Scientific classification
- Kingdom: Plantae
- Clade: Tracheophytes
- Division: Polypodiophyta
- Class: Polypodiopsida
- Order: Cyatheales
- Family: Cyatheaceae
- Genus: Cyathea
- Species: †C. cranhamii
- Binomial name: †Cyathea cranhamii Smith, Rothwell & Stockey (2003)

= Cyathea cranhamii =

- Authority: Smith, Rothwell & Stockey (2003)

Extinct species of fern

Cyathea cranhamii is an extinct species of tree fern. It was described based on permineralised sori from the Early Cretaceous Longarm Formation deposits of Apple Bay on Vancouver Island, British Columbia.

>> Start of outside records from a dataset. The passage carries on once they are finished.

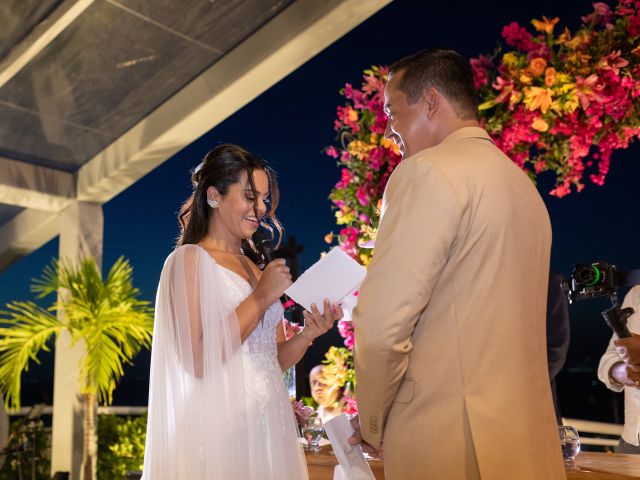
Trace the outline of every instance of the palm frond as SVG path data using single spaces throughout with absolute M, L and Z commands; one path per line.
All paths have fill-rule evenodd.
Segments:
M 38 353 L 49 350 L 47 341 L 63 324 L 33 302 L 12 302 L 7 308 L 0 312 L 0 389 L 5 404 L 19 408 L 22 372 L 29 360 L 40 363 Z
M 64 328 L 71 335 L 72 342 L 84 343 L 86 350 L 80 365 L 82 393 L 97 395 L 102 403 L 111 403 L 113 390 L 123 374 L 123 364 L 131 363 L 141 348 L 151 347 L 153 309 L 149 302 L 138 299 L 139 290 L 133 287 L 132 280 L 133 269 L 123 257 L 111 267 L 104 282 L 95 261 L 87 258 L 77 263 L 54 260 L 32 285 L 32 291 L 39 297 L 56 290 L 60 293 L 49 311 L 37 311 L 38 321 L 43 323 L 45 316 L 50 322 L 55 320 L 55 333 Z M 29 305 L 32 306 L 30 311 L 35 312 L 35 304 Z M 51 312 L 61 312 L 64 319 L 58 320 Z M 35 319 L 35 313 L 33 315 Z M 6 390 L 15 401 L 16 374 L 12 377 L 10 370 L 18 372 L 19 382 L 20 372 L 28 368 L 26 361 L 29 358 L 37 361 L 35 354 L 47 346 L 46 339 L 43 340 L 44 333 L 30 330 L 23 323 L 11 324 L 9 320 L 5 323 L 9 324 L 5 329 L 7 332 L 16 332 L 5 334 L 0 329 L 0 335 L 6 336 L 0 340 L 0 345 L 6 343 L 7 348 L 13 345 L 11 340 L 7 340 L 12 338 L 11 335 L 31 342 L 26 350 L 26 360 L 23 359 L 24 354 L 19 356 L 18 353 L 3 357 L 4 351 L 0 347 L 0 388 L 5 388 L 5 384 L 13 385 L 13 390 L 9 387 Z M 51 328 L 54 328 L 53 323 Z M 10 364 L 13 366 L 9 367 Z
M 51 260 L 50 265 L 44 267 L 40 278 L 31 280 L 31 291 L 37 294 L 36 298 L 44 298 L 47 295 L 56 293 L 58 288 L 58 260 L 54 258 Z

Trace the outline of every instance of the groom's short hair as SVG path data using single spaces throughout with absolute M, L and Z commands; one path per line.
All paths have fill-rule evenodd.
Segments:
M 451 103 L 458 117 L 478 120 L 478 94 L 469 61 L 454 50 L 423 50 L 398 60 L 389 75 L 402 72 L 400 89 L 410 104 L 435 88 Z

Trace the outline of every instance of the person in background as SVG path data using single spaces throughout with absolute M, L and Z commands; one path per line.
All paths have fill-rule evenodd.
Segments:
M 640 285 L 625 295 L 622 308 L 635 312 L 627 320 L 632 333 L 619 339 L 614 333 L 600 358 L 598 378 L 614 392 L 624 392 L 624 427 L 617 453 L 640 453 Z
M 336 379 L 328 378 L 324 365 L 316 365 L 309 372 L 311 397 L 318 404 L 318 416 L 327 422 L 342 413 L 342 387 Z
M 562 291 L 562 275 L 551 272 L 547 293 L 547 364 L 558 425 L 562 425 L 562 415 L 556 391 L 556 376 L 567 359 L 569 340 L 569 302 L 566 293 Z

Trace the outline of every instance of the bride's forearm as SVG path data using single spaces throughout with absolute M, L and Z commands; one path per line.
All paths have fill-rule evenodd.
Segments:
M 278 344 L 278 363 L 282 371 L 289 370 L 298 363 L 309 348 L 310 340 L 303 332 Z

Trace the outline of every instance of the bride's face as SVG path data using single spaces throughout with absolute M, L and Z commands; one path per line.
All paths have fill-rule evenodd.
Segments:
M 236 239 L 251 238 L 260 225 L 260 218 L 267 213 L 269 178 L 262 170 L 254 170 L 252 176 L 255 194 L 251 190 L 247 172 L 242 174 L 238 182 L 229 186 L 226 195 L 219 195 L 213 187 L 208 192 L 210 198 L 218 201 L 218 208 L 213 209 L 218 227 Z

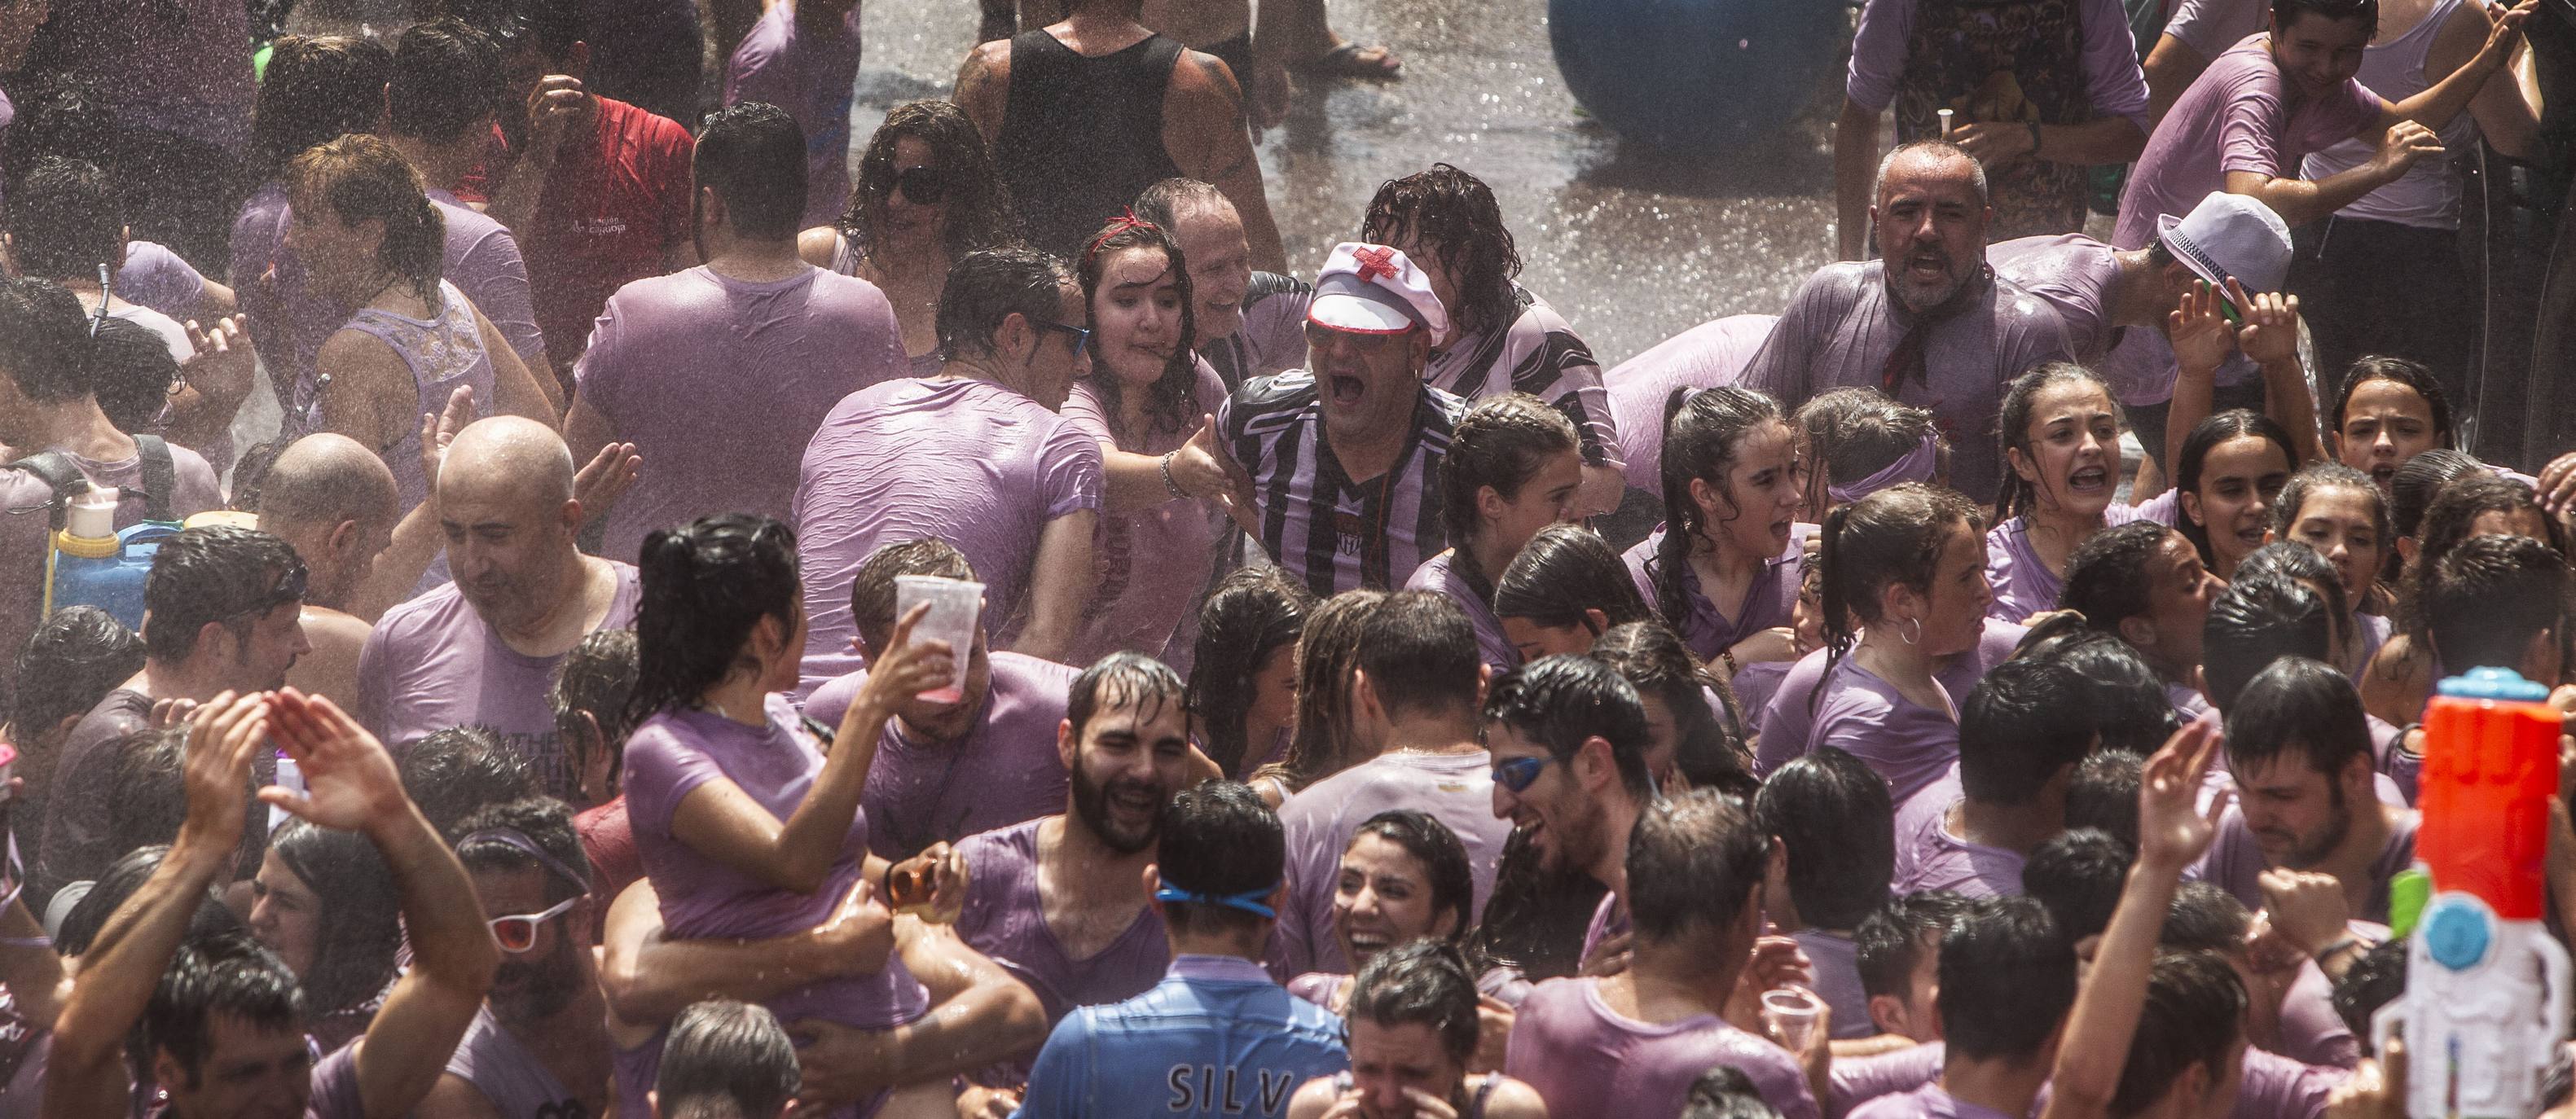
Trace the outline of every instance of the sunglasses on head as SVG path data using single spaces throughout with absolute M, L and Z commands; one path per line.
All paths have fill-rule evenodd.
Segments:
M 1091 331 L 1084 327 L 1068 326 L 1060 322 L 1042 322 L 1038 324 L 1038 330 L 1041 333 L 1049 330 L 1061 330 L 1066 334 L 1072 335 L 1073 352 L 1077 354 L 1082 352 L 1083 347 L 1091 344 Z
M 293 566 L 278 573 L 276 585 L 270 587 L 267 594 L 261 595 L 259 601 L 243 607 L 230 617 L 245 618 L 255 614 L 266 614 L 290 602 L 302 602 L 305 585 L 309 581 L 310 573 L 305 571 L 304 561 L 296 560 Z
M 948 176 L 936 167 L 906 167 L 894 173 L 894 189 L 915 206 L 936 206 L 948 197 Z
M 1507 762 L 1496 762 L 1494 763 L 1494 783 L 1515 793 L 1525 792 L 1531 785 L 1538 782 L 1538 775 L 1547 768 L 1547 764 L 1557 760 L 1559 759 L 1550 755 L 1544 758 L 1513 758 Z
M 528 838 L 525 832 L 517 828 L 484 828 L 457 840 L 456 850 L 462 854 L 466 848 L 478 843 L 498 843 L 513 848 L 535 859 L 539 865 L 561 876 L 564 881 L 580 888 L 579 893 L 556 902 L 552 908 L 543 913 L 518 913 L 508 917 L 494 917 L 484 922 L 491 926 L 492 939 L 500 943 L 502 951 L 517 955 L 536 947 L 537 926 L 571 912 L 573 903 L 590 896 L 590 879 L 587 876 L 564 865 L 563 860 L 547 854 L 545 848 L 537 846 L 535 840 Z
M 509 917 L 494 917 L 491 920 L 484 922 L 484 924 L 492 926 L 492 939 L 500 942 L 502 951 L 513 956 L 522 955 L 529 949 L 537 946 L 537 926 L 571 912 L 574 903 L 579 902 L 581 899 L 588 896 L 589 895 L 587 894 L 574 894 L 571 897 L 556 902 L 554 908 L 548 909 L 543 913 L 521 913 Z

C. cranhamii has sori arranged in two rows on narrow pinnules. They are covered by globose indusia which resemble those of Sphaeropteris species in morphology. Sporangia are circinate (ring-shaped) and bear multicellular stalks. They diverge from a basal, vascular receptacle. The sporangia contain 64 trilete spores which bear sculpturing on their outer covering (perispore) ranging from irregular granulate or echinate to prominent rodlets. The annulus is nearly vertical and arranged in a single series. It is not interrupted by the stalk.

The specimens used to describe C. cranhamii are the first anatomically preserved tree fern sori known from the fossil record. Smith, Rothwell and Stockey (2003) state that "they represent the most ancient evidence for fertile structures of the Cyatheaceae and demonstrate that essentially modern species of cyatheaceous tree ferns had evolved by the Early Cretaceous".

Numerous Cyathea species are present today in the Americas, especially the Greater Antilles, the Caribbean, and Central and South America.

C. cranhamii is named after Gerald Cranham of Parksville, British Columbia, who provided plant specimens for study at the University of Alberta.